En fonction des différents problèmes évalués – jeu pathologique seul, avec un degré de gravité élevé ou pas, avec ou sans psychopathologie associée – seront combinés les traitements cognitivo-comportementaux avec les traitements médicamenteux.
Ne disposant pas encore d’études prospectives, il est très difficile d’établir en l’état actuel de nos connaissances des liens de causalité entre le jeu pathologique et les différentes psychopathologies co-existantes. En ce qui concerne les approches thérapeutiques, ce lien n’est pas capital. Il s’agira, en effet, de considérer chaque problématique comme une pathologie en soi, à traiter en fonction des besoins de soins de la personne concernée. Si, par exemple, une personne présente une dépendance au jeu, un état dépressif et un trouble obsessionnel-compulsif, il s’agira de considérer qu’elle souffre de trois problèmes distincts co-occurrents pour lesquels il faudra définir des stratégies et des priorités d’intervention. Il serait en tout cas erroné, et l’expérience clinique le montre bien, de présupposer de certains liens de causalité et d’en inférer qu’en traitant la problématique définie comme antérieure, l’autre se résoudra d’elle-même.

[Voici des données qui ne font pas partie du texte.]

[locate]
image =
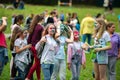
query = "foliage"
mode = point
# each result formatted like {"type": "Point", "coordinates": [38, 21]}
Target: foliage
{"type": "Point", "coordinates": [86, 74]}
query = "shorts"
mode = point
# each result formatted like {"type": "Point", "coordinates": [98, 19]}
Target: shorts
{"type": "Point", "coordinates": [102, 58]}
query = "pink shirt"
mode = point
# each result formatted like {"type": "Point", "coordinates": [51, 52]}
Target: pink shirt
{"type": "Point", "coordinates": [70, 53]}
{"type": "Point", "coordinates": [2, 40]}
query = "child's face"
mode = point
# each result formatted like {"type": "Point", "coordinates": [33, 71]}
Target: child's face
{"type": "Point", "coordinates": [25, 34]}
{"type": "Point", "coordinates": [51, 29]}
{"type": "Point", "coordinates": [76, 36]}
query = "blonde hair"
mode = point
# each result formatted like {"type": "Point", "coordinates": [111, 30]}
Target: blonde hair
{"type": "Point", "coordinates": [101, 29]}
{"type": "Point", "coordinates": [45, 32]}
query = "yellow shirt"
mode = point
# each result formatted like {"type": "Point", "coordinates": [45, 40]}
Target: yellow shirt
{"type": "Point", "coordinates": [87, 26]}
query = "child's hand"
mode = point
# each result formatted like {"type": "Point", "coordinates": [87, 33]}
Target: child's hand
{"type": "Point", "coordinates": [69, 65]}
{"type": "Point", "coordinates": [84, 66]}
{"type": "Point", "coordinates": [29, 46]}
{"type": "Point", "coordinates": [97, 49]}
{"type": "Point", "coordinates": [4, 18]}
{"type": "Point", "coordinates": [43, 39]}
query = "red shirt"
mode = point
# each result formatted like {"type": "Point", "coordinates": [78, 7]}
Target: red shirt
{"type": "Point", "coordinates": [2, 40]}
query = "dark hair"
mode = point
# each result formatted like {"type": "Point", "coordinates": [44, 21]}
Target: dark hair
{"type": "Point", "coordinates": [109, 25]}
{"type": "Point", "coordinates": [17, 18]}
{"type": "Point", "coordinates": [98, 15]}
{"type": "Point", "coordinates": [45, 32]}
{"type": "Point", "coordinates": [14, 36]}
{"type": "Point", "coordinates": [35, 21]}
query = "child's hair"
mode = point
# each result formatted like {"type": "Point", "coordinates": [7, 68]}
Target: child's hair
{"type": "Point", "coordinates": [18, 18]}
{"type": "Point", "coordinates": [109, 25]}
{"type": "Point", "coordinates": [45, 32]}
{"type": "Point", "coordinates": [75, 32]}
{"type": "Point", "coordinates": [16, 33]}
{"type": "Point", "coordinates": [35, 21]}
{"type": "Point", "coordinates": [102, 28]}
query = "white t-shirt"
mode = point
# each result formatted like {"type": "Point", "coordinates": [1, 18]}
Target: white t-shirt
{"type": "Point", "coordinates": [49, 51]}
{"type": "Point", "coordinates": [21, 59]}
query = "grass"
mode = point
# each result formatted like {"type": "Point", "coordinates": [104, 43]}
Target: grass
{"type": "Point", "coordinates": [86, 74]}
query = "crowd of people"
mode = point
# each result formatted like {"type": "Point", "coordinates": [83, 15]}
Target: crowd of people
{"type": "Point", "coordinates": [62, 35]}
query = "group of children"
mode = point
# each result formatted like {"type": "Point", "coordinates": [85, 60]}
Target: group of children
{"type": "Point", "coordinates": [56, 34]}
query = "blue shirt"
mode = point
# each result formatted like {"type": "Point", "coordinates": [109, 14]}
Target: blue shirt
{"type": "Point", "coordinates": [61, 52]}
{"type": "Point", "coordinates": [115, 41]}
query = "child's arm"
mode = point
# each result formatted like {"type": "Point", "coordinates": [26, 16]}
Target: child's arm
{"type": "Point", "coordinates": [19, 50]}
{"type": "Point", "coordinates": [69, 55]}
{"type": "Point", "coordinates": [83, 60]}
{"type": "Point", "coordinates": [107, 47]}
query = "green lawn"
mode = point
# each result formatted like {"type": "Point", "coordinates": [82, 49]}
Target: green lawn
{"type": "Point", "coordinates": [86, 74]}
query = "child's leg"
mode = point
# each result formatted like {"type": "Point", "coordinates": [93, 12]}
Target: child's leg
{"type": "Point", "coordinates": [21, 74]}
{"type": "Point", "coordinates": [62, 70]}
{"type": "Point", "coordinates": [74, 70]}
{"type": "Point", "coordinates": [102, 72]}
{"type": "Point", "coordinates": [78, 69]}
{"type": "Point", "coordinates": [55, 70]}
{"type": "Point", "coordinates": [96, 69]}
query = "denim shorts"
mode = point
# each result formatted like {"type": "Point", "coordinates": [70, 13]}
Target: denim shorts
{"type": "Point", "coordinates": [3, 54]}
{"type": "Point", "coordinates": [102, 58]}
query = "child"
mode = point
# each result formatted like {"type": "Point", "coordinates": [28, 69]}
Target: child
{"type": "Point", "coordinates": [76, 56]}
{"type": "Point", "coordinates": [22, 58]}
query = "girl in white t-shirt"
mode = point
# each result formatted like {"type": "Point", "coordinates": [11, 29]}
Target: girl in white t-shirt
{"type": "Point", "coordinates": [47, 59]}
{"type": "Point", "coordinates": [101, 44]}
{"type": "Point", "coordinates": [22, 57]}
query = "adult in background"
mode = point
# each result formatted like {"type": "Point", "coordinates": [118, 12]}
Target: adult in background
{"type": "Point", "coordinates": [114, 52]}
{"type": "Point", "coordinates": [105, 5]}
{"type": "Point", "coordinates": [21, 4]}
{"type": "Point", "coordinates": [16, 4]}
{"type": "Point", "coordinates": [3, 45]}
{"type": "Point", "coordinates": [28, 21]}
{"type": "Point", "coordinates": [18, 21]}
{"type": "Point", "coordinates": [87, 29]}
{"type": "Point", "coordinates": [35, 34]}
{"type": "Point", "coordinates": [101, 45]}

Les problèmes liés au jeu excessif suscitent un intérêt croissant comme en témoigne l’importante littérature sur le sujet. L’augmentation rapide de la demande de soins nécessite d’améliorer nos connaissances afin d’offrir des outils thérapeutiques encore plus performants, notamment en ce qui concerne les approches médicamenteuses. Pour ce faire, une meilleure compréhension de cette pathologie est indispensable. Or, comme il en a déjà été fait mention, la définition actuelle du jeu excessif ainsi que ses critères diagnostiques soulèvent un certain nombre de problèmes en raison de leur manque de précision. Ils demandent à être affinés afin de mieux cerner l’ampleur du problème de jeu chez une personne et de ce fait mieux cibler les interventions thérapeutiques. Faut-il considérer le jeu excessif comme une addiction semblable aux dépendances aux substances? Les données récentes sur les mécanismes neurobiologiques, certains critères diagnostiques et la similarité des traitements pharmacologiques et psychothérapeutiques mettent en lumière plus de points communs que de différences. Là encore, il sera nécessaire de pouvoir disposer de plus de recherches afin de mieux comprendre le lien éventuel qui pourrait exister. Des connaissances supplémentaires sont également nécessaires afin de définir d’éventuels groupes à risque, tels que les adolescents, et de mettre en place des stratégies de prévention et d’intervention précoce. L’intérêt actuel pour le jeu pathologique est une opportunité unique de faire rapidement progresser les connaissances dans ce domaine et de disposer de plus de personnes ressources pour les soins aux joueurs excessifs.